Running the obstacle course was a blast! I got a little confused from time to time, and that made it all the more fun. Then after the games were over, I got a new chew toy and a green puppy dish. And then it was time for pup romping. Wrestling with pups, fighting over toys, getting pounced on, piling up on pups. Yea, it was fun! I spent the rest of the night shifting between hanging with friends and getting piggish.

Saturday, I made sure to be up bright and early for the 10am Design on Mentoring workshop led by Race Bannon and Patrick Mulcahey. Lately, I've been finding myself filling more of a mentoring role for a few boys I know, and this was one workshop I definitely wanted to take. I learned a lot in this workshop, and left with a few things to think about.

I spent some of the afternoon cruising the vendor mart for a while before heading to the Leather Club Discussion Forum.
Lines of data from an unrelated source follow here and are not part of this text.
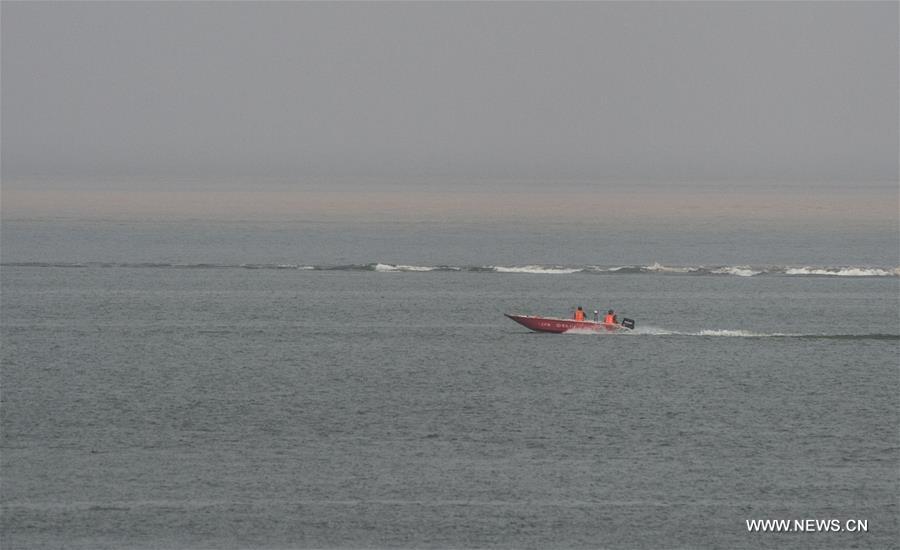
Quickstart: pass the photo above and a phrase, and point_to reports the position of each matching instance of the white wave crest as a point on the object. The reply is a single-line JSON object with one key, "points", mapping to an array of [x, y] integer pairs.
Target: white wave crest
{"points": [[739, 270], [656, 267], [390, 268], [844, 271], [538, 269]]}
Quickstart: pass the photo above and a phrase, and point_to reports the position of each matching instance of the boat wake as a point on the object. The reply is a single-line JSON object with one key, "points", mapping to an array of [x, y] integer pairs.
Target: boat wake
{"points": [[740, 333]]}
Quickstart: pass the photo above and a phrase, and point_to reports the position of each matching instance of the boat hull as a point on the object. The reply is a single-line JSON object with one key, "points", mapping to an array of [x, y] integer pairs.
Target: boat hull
{"points": [[558, 326]]}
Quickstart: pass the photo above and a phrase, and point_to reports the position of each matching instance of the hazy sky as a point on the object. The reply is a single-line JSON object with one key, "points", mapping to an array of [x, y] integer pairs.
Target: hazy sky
{"points": [[244, 93]]}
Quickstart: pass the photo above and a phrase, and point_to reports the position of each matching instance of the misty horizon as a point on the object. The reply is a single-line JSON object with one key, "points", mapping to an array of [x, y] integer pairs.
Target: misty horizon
{"points": [[245, 96]]}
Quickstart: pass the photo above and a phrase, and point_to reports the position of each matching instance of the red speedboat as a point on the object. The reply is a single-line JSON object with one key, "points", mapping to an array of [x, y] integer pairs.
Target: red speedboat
{"points": [[557, 325]]}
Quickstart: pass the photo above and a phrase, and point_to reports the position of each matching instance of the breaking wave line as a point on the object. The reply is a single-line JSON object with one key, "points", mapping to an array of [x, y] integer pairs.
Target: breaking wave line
{"points": [[740, 270]]}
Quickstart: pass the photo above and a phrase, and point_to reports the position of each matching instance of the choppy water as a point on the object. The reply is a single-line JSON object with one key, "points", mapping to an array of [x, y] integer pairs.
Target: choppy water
{"points": [[367, 403]]}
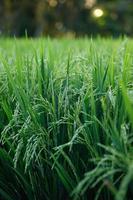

I learned a lot and left with some new ideas to take home with me. After the forum it was time to get ready for the Leather Dinner. Before the dinner, I had the honor of seeing my brother carry our club colors on stage fir the Parade of Colors. And after the dinner, I won a Square Peg toy!

After dinner we went back to the room to gear up for the "main" pup mosh. My Alpha, myself, and my tow roommates/brothers all came down as a pack. And the next hour or so was filled with more puppy fun. And while there were more pups playing, there were less observers and I had an easier time with the transition.

After that, I went back to the room. I felt off sorts. I couldn't seem to come back out all the way from pupspace. Just as it's sometimes hard to get into the headspace, sometimes I have similar trouble fully coming out. The transition is still kinda newer to me. And I kept it to myself when I should have talked to my Alpha about it. After about an hour or two I felt fine, but for that time period I felt like everything was slightly surreal. It wasn't a bad feeling, but it was definitely weird.

Sunday morning, I attended the CLAW Brunch. I had the honor and privileged of watching as Guy Baldwin was inducted into the Leather Hall of Fame. After that, I spent some time getting into trouble before helping friends pack up to leave. I spent some time hanging out in the cigar tent before heading to dinner with my family.

I went back to my room after dinner, packed up my stuff, and then headed out to party hard until CLAW was officially over. The next morning, I made my rounds to say my goodbyes, then we loaded up the van and hit the road. CLAW was officially over.

It was an amazing weekend, and I definitely will do everything in my power to go back next year. Hope to see many of you soon. Next event, ILSb/Dore Alley. Hope to see you in San Francisco!